Not only can these tools be employed to improve existing processes, but they can also be used as educational tools. By using a digital twin, the user can explore the overall production process and learn how to make process improvements, thus building their domain knowledge. This can be especially beneficial for newer engineers who might previously have been reliant on the domain knowledge of others, who may be retiring. Workers can use a digital solution to learn about their factory and discover new ways to improve the manufacturing process such as understanding what the optimal temperature is for a certain step or what complex interrelated factors cause a particular quality issue.

Meanwhile, maintenance teams at factories in all kinds of industries, from chemicals to cement, can employ a digital solution to improve the overall health of their assets, freeing up the calendar of existing maintenance workers. With these teams in critical supply, intelligent asset health solutions can step in. By using sophisticated algorithms, they can predict when heat exchangers, reactive catalysts and other assets will no longer run optimally. Workers can then explore root causes of degradation to find the optimal maintenance window, discover when a machine is likely to decline and what factors can prolong its lifetime and delay maintenance as long as possible. As a result, the technology relieves the burden on employees who may be in short supply.

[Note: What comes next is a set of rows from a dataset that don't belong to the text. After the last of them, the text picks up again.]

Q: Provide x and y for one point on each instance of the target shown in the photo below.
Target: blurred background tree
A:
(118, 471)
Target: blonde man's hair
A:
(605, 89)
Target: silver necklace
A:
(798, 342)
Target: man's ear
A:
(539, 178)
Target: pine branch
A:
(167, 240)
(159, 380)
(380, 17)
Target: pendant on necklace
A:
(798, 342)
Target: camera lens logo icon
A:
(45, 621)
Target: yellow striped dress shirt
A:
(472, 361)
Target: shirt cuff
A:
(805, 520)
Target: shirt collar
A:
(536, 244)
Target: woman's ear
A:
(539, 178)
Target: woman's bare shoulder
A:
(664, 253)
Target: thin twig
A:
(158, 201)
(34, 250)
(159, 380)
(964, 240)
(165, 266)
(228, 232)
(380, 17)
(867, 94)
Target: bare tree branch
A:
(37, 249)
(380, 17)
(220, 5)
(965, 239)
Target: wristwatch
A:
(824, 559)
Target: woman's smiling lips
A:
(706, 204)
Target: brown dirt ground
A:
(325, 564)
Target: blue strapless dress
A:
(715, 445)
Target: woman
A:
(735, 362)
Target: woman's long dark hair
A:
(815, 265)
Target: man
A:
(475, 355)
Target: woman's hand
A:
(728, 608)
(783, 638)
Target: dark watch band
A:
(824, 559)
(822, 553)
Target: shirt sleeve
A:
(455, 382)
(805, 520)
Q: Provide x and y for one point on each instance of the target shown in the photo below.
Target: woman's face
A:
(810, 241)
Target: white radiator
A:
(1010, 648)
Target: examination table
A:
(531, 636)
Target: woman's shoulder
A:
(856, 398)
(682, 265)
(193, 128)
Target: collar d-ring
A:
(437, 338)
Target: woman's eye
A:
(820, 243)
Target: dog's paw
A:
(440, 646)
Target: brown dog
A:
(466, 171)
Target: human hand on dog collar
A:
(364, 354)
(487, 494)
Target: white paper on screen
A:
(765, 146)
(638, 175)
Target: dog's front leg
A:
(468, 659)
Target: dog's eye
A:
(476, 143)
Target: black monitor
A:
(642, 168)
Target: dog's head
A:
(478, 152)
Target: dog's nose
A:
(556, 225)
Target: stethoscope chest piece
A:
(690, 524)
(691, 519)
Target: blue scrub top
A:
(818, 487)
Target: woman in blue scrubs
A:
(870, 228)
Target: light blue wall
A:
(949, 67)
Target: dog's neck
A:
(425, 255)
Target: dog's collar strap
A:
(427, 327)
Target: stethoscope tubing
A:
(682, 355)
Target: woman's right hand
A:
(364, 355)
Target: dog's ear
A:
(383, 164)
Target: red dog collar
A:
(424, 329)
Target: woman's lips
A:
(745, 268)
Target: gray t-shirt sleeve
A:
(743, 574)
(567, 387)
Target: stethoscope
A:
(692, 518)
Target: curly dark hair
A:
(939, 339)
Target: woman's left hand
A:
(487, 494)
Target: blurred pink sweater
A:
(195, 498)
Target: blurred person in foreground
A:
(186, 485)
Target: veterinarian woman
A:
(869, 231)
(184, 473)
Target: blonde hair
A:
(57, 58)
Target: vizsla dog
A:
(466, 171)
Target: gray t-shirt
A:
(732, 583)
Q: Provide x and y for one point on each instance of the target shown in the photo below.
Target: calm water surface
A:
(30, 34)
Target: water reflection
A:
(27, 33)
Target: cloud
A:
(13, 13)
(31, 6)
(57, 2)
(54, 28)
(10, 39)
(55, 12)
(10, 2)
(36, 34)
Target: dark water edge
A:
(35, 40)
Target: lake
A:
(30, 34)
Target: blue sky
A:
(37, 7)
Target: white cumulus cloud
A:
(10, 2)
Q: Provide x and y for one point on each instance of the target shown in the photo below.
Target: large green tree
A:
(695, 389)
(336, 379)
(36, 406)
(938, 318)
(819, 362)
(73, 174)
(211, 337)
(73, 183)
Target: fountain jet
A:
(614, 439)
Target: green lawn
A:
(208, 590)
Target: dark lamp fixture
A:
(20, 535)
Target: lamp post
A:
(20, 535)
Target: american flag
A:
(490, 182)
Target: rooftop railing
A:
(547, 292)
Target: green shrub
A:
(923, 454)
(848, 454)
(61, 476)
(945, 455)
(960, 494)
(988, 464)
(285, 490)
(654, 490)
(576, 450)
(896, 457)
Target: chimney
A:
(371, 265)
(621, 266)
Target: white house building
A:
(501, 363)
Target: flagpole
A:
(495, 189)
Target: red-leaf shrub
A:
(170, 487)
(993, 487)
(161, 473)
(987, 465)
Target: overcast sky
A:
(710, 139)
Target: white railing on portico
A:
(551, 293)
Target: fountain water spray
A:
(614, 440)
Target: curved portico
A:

Finally, let’s not forget that the labor shortage also extends to data scientists. These teams are valued by companies for being able to take the thousands of data points generated each moment by factory sensors and interpret them to produce actionable recommendations. With data scientists in short supply due to the ongoing labor shortage, managers at an industrial company may well fear that there are fewer experts capable of interpreting the data they are continuing to generate every day and using it to optimize the process, which could mean missing out on profits and losing out to the competition.

As in the previously mentioned use cases, digital technology can come to the rescue, empowering existing data scientists by taking many tasks off their plates. Specifically, it can automate tasks like rote data analysis and manual data processing and cleaning, so they can spend their work hours exploring more significant problems involving the factory’s plethora of data. Furthermore, if a company is in the position of having no data scientists at all to investigate a particular problem, whether for budgetary reasons or because of the labor shortage, a machine learning solution can even ingest all the data generated on the factory floor and determine the optimal settings to make production more efficient in real-time, essentially turning engineers and operators into data scientists.

Digital solutions aren’t only for individual roles. They can also be used to benefit overall collaboration within a manufacturer’s workforce. For example, the collaboration between engineers and data scientists traditionally requires significant back and forth, which is only worsened when one or both of those roles is in short supply. With a digital solution, experts in a given area of the factory can enter their expertise directly into the software without engaging back and forth with data scientists, thus making the overall collaboration more seamless for everyone involved.

The overall picture of American manufacturing’s labor shortage picture may seem bleak. It is true that many workers are retiring and the trend shows no sign of letting up. However, by taking the necessary steps to address it through harnessing today’s digital solutions, companies can empower their existing employees and perhaps attract newer generations to change their point of view to see factories as the workplace of the future.